The results were a blow to the prime minister, whose aggressive push to expand Jewish settlements in East Jerusalem and the West Bank has led to international condemnation and strained relations with Washington. The support for Mr. Lapid and Labor showed voters responded strongly to an emphasis on domestic, socioeconomic issues that brought 500,000 people to the streets of Tel Aviv in the summer of 2011.
“Israelis are asking for a moderate coalition,” said Marcus Sheff, executive director of the Israel Project, an advocacy group that conducts research on public opinion. “Israel’s middle class wasn’t asleep as people assumed. The embers of the social protest are still strong.”
Erel Margalit, a venture capitalist and first-time candidate who was elected to Parliament on Labor’s list, described the high turnout as a “protest vote” and “a clear demonstration of how many Israelis feel like something needs to be done and something needs to change.”
“It was not a fringe phenomenon; it was a mainstream phenomenon,” he said of the 2011 movement.
After the center-left failed to field a credible alternative to Mr. Netanyahu and much attention focused on the hawkish Jewish Home, which wants Israel to annex large parts of the West Bank, the results shocked many analysts and even candidates. Turnout was nearly 67 percent, higher than the 65 percent in 2009 and the 63 percent in 2003.
Meretz, the left-wing pro-peace party, was set to double its three Parliament seats, with six. It remained unclear whether Kadima, the centrist party that won the most seats in 2009 — 28 — had enough votes to send anyone to Parliament. The party collapsed last year after briefly entering Mr. Netanyahu’s coalition only to fail in its promise to end draft exemptions for ultra-Orthodox yeshiva students.
Mr. Netanyahu, 63, is already Israel’s second-longest serving prime minister, after the state’s founding leader, David Ben-Gurion, having served from 1996 to 1999 and then again since 2009.
Analysts said he had virtually ensured his victory as the campaign had begun by uniting his party with the nationalist Yisrael Beiteinu, whose leader, Avigdor Lieberman, resigned as foreign minister last month after being indicted on a charge of fraud. But it was mostly downhill from there: the joint list fell far short of the 42 seats the two parties now hold in Parliament. Experts cited both supporters’ confidence in Mr. Netanyahu’s returning to the premiership — leaving them feeling freer to cast ballots elsewhere — and tactical errors.

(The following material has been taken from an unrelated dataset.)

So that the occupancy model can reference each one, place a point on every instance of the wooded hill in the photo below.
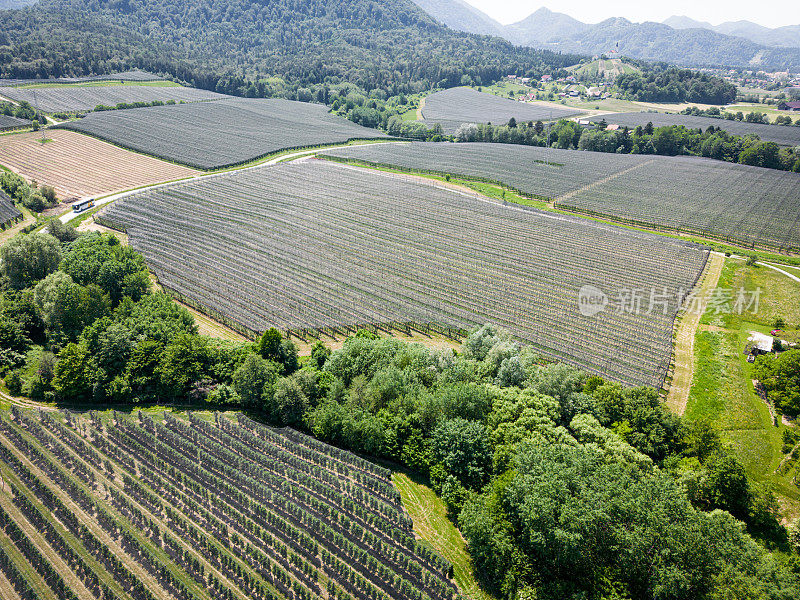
(392, 45)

“While in the past he was given poor cards and played them well, this time he had the best cards and played them badly,” Ari Shavit, a columnist for the left-leaning newspaper Haaretz, said Tuesday night on Israel’s Channel One. “This was a lesson in how not to run a campaign.”

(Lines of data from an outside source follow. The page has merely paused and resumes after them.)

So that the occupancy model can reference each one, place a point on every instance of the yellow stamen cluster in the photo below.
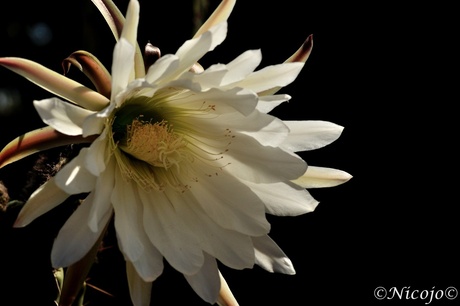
(155, 143)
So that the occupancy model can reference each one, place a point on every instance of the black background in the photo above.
(373, 70)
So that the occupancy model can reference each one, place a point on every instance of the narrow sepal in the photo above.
(56, 83)
(36, 141)
(321, 177)
(92, 68)
(300, 56)
(116, 22)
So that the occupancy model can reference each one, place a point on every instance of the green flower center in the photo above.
(142, 132)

Now, Mr. Netanyahu is left to form a government among factions with competing interests: Mr. Lapid’s vision challenges the ultra-Orthodox parties that have long been part of Mr. Netanyahu’s team, and Jewish Home’s platform contradicts that of Tzipi Livni, the former foreign minister who based her campaign on returning to negotiations with the Palestinians.
Several commentators saw Tuesday’s vote as an “interim” election, predicting that the new coalition, whatever its makeup, would not be able to withstand the pressing challenges ahead, including a $10 billion budget deficit and the question of whether to launch a military strike against the Iranian nuclear program.
“This is a government that will not be able to make decisions on anything — on the peace process, on equal sharing of the burden or on budgetary matters,” Emmanuel Rosen, a prominent television analyst, said early Wednesday on Channel 10. “The next elections are already on the horizon.”